By Bonnie Navin, March 8th, 2007

In Wax v. Tenet, 32 Fla. L. Weekly D641a (4th DCA March 7, 2002) a 37-year-old gentleman underwent an elective hernia repair at West Boca Medical Center. The surgical consent included a provision consenting to anesthesia administration by South Palm Beach Anesthesiologists, PA. Plaintiff moved for summary judgment on whether the hospital had a nondelegable duty to provide non-negligent anesthesia care; Defendant moved for summary judgment that it had no such duty. The Court denied Plaintiff’s motion and granted the defense motion.

The Fourth District quoted Pope v. Winter Park, 939 So. 2d 185 (Fla 5th DCA 2006) extensively, and ultimately found that Fla Stat Section 395.1055 and AHCA reg Fla. Admin. Code R. 59A-3.2085(4) impose a duty for non-negligent anesthesia services on all surgical hospital that is “important enough that as between the hospital and its patient it should be deemed non-delegable without the patient’s express consent.” The Court reversed the summary judgment in favor of the hospital, and found that “if there were negligence in the provision of anesthesia services, then the Hospital would be liable as a matter of law.”
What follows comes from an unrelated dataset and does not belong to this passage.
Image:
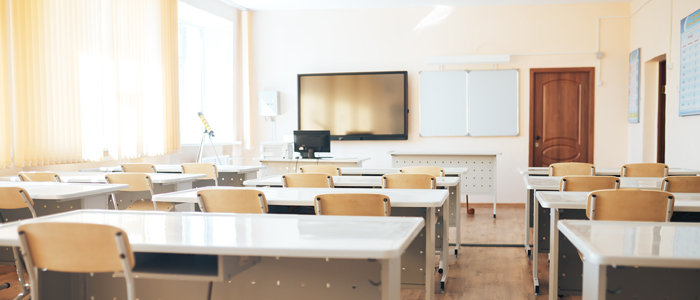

The Court did analyze the language of the surgical consent at issue, and noted that it failed to “discharge the hospital from its primary statutory and contractual duty of providing non-negligent anesthesia services.” It should be noted that, even if such language were included (like in the consent in the Pope case which explicitly stated that the physicians were independent contractors and explicitly authorized the hospital to delegate services to the physicians) summary judgment or DV in favor of the hospital would still be error. Since the consent is drafted by the Hospital and contains issues of fact, there it would be a jury question.

Footnot 3 of the Fourth District’s opinion is very telling: “We share Judge Griffin’s view that Judge Altenbernd’s concurring opinion in Roessler v. Novak, 858 So.2d 1158, 1163 (Fla. 2d DCA 2003) (Altenbernd, J., concurring) (arguing that hospitals should be held to have a non-delegable duty to provide adequate radiology departments, pathology laboratories, emergency rooms, and other professional services necessary to the ordinary and usual functioning of the hospital), does indeed make sense as an aspiration for the evolution of Florida law.”